Now it’s time to inventorized each machine we spent in every environment. At that time, I was amazed that in the dev environment, we spent almost 10 USD per day (remember it’s not a real number, but imagine it’s huge). So I asked the team, Did you guys use the dev environment daily? I received very surprising information that nobody used it daily. What a useless environment we created, maintained and spent money on for nothing. So by that time, I removed every single thing in the dev environment and ensured no machine was running on that environment. It was a very good lesson always to ask if we need to have more environment or not, because more environment means more things to be maintained. If you don’t use it, destroy it.
Second step, I start to standardise the machine we use in the lower environment. As we use GCP, we can check the cost by using the GCP calculator. You need to avoid using a custom machine as the cost is 5% higher than the normal machine with the same specs. For the SOP, we expect to use a low-cost machine like the E2 machine. Our goals in the lower environment are only for testing the feature, not performance; it’s expected not to use the high-spec machine. The clear requirements for spawning a new machine will be as these:
- For the machine type, always use the E2 machine. Use the minimum core as possible.
- For disk type, always use the standard disk.
- For disk size, always use the smallest disk possible.


Now, we are already equipped with the cheapest machine possible. However, it’s not enough, as if we use a standard machine, the cost will still be high. We need to use the spot machine (as shared in the screenshot above). What is spot VM?
Affordable compute instances suitable for batch jobs and fault-tolerant workloads. Spot VMs offer the same machine types, options, and performance as regular compute instances. If your applications are fault tolerant and can withstand possible instance preemptions, then Spot instances can reduce your Compute Engine costs by up to 91%.
Ref: https://cloud.google.com/solutions/spot-vms
The spot VM is good only for a stateless service. If you use it for a stateful service, based on our experience, most of the time, the applications running behind it are unable to perform a graceful shutdown. For example, a VM that runs MongoDB, typically once the VM was taken down by GCP and received the substitution, the MongoDB failed to come up, and the data became corrupted. If you want to use it for a stateful service, please do it at your own risk.
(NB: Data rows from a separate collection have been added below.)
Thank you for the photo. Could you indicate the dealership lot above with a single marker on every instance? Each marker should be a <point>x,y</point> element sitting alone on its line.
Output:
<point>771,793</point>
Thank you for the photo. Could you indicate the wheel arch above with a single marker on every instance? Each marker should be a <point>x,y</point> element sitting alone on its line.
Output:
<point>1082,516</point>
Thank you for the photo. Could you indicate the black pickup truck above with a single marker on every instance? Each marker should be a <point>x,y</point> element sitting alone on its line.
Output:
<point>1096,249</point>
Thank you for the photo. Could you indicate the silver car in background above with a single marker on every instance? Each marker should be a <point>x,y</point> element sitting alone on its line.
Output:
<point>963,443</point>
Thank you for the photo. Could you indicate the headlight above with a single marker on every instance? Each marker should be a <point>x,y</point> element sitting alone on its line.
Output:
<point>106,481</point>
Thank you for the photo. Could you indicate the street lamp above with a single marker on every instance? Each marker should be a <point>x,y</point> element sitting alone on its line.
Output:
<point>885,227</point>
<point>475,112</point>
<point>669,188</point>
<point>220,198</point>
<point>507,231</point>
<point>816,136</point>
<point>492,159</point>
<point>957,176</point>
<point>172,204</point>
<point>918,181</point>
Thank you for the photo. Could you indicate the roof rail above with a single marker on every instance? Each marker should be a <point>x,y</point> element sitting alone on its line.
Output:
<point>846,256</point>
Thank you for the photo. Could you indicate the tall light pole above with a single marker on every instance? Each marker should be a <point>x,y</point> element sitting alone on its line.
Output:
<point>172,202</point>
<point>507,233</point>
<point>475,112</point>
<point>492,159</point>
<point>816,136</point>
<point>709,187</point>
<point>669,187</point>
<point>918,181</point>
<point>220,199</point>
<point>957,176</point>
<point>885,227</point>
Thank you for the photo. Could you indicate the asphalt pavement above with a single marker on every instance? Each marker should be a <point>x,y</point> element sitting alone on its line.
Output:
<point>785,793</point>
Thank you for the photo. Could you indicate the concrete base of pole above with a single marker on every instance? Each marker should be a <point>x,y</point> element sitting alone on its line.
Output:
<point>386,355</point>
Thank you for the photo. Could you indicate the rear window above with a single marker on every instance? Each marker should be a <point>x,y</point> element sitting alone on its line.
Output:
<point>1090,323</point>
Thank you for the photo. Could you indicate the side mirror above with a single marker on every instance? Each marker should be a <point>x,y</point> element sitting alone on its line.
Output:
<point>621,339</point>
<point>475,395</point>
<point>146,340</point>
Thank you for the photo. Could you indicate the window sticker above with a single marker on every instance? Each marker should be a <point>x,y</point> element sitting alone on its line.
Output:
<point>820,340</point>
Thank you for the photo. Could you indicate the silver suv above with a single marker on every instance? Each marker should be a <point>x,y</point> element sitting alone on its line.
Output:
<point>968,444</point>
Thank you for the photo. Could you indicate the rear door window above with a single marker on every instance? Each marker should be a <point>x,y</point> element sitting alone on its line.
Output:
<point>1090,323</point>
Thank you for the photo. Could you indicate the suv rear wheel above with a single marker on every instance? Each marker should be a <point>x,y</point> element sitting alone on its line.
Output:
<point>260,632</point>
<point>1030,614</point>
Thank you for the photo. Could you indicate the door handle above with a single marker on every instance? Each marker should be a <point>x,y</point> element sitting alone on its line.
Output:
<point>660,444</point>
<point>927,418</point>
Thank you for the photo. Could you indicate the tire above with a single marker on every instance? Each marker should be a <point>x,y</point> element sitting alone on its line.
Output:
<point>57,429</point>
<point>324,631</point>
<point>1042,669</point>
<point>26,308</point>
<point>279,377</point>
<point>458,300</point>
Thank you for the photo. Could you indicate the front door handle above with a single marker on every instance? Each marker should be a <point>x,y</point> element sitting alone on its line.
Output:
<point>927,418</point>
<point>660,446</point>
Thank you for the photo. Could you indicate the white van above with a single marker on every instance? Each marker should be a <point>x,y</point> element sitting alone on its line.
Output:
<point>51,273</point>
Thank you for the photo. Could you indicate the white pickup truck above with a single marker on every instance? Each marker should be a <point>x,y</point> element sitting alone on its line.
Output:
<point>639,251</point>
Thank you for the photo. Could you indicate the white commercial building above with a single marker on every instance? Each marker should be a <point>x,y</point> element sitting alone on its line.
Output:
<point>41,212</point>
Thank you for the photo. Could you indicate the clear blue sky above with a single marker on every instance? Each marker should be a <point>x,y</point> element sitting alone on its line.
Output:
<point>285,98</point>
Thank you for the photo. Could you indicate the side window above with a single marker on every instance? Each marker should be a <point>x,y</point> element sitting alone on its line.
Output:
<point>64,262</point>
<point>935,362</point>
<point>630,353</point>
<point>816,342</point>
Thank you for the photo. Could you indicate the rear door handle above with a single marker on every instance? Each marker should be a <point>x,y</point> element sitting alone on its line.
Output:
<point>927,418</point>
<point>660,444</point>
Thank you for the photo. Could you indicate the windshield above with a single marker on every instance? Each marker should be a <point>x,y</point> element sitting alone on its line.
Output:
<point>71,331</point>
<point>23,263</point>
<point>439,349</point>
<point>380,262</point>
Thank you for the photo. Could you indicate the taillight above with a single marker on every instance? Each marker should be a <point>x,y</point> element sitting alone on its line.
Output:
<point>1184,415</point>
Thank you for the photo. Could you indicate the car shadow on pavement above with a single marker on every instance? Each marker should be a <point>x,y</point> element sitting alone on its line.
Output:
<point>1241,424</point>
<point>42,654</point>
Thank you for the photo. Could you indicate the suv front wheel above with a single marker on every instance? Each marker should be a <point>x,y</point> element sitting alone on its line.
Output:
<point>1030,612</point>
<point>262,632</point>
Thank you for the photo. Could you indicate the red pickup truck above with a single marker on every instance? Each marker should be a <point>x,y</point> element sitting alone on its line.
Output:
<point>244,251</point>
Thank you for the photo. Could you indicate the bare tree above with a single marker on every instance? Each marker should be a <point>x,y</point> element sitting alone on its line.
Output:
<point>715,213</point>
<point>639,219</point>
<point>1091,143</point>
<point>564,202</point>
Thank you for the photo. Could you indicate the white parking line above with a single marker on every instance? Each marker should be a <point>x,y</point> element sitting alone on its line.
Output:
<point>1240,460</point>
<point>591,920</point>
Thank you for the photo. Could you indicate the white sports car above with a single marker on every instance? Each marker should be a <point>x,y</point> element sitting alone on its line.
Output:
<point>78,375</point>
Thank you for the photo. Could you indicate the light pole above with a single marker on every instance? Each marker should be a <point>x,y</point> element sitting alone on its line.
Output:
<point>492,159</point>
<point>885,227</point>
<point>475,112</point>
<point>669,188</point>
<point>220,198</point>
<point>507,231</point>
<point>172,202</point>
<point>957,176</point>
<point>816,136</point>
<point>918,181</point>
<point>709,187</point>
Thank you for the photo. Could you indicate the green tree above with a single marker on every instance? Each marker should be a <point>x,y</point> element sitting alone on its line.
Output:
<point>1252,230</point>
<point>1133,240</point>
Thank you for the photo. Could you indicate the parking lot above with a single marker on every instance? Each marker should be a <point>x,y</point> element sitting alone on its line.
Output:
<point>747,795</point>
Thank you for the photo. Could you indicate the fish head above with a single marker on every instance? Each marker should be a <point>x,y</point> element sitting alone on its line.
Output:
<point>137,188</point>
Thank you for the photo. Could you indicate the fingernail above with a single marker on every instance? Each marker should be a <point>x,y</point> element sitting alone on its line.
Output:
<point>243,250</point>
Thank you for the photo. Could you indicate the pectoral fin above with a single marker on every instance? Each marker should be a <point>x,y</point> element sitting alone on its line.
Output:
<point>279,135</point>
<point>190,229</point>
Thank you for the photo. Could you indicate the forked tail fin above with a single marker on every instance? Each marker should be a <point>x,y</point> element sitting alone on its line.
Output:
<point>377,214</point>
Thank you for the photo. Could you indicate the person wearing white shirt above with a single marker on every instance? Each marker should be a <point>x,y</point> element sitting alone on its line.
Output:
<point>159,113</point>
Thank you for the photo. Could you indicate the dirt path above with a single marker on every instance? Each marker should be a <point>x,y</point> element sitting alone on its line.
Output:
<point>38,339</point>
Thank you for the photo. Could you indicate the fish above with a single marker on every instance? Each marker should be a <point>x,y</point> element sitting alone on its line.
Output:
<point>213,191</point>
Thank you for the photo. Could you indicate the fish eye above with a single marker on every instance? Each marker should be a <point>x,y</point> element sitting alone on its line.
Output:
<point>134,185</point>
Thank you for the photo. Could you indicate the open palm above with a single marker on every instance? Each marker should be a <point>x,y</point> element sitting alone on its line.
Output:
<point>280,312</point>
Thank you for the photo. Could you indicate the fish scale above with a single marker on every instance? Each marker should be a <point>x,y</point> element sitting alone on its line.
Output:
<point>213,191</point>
Afterwards, we need to adjust the service spec we use in the lower environment. Like the previous 2 steps, we need to share with stakeholders about the application we use in the lower environment; nobody can guarantee 99% uptime. If the service is down, nobody can blame us; we just need to fix it. By default, we differentiate services by the programming language:
- Java services: Default spec is 0.5 core with 1 GB RAM.
- Golang services: Default spec is 0.1 core with 128 GB RAM.
- NextJS (JavaScript) services: Default spec is 0.1 core with 128 GB RAM.
Some services need more spec than the default, which is fine. However, if we create a standard spec, we can control how many nodepools we need to spawn from the start. In Tiket, most of the services are already running in Kubernetes. It makes it easier to do bin packing in a lower environment. Please don’t ask if we do it in production LOL.
Last initiatives, we call it the infra shutdown. It means, by the time we don’t use it, we create a script to shut down all the machines in lower environments and get it up before the engineer uses it again. If your team are mature enough, perhaps you can use an ephemeral environment approach instead of creating a dedicated lower environment. So what’s an ephemeral environment?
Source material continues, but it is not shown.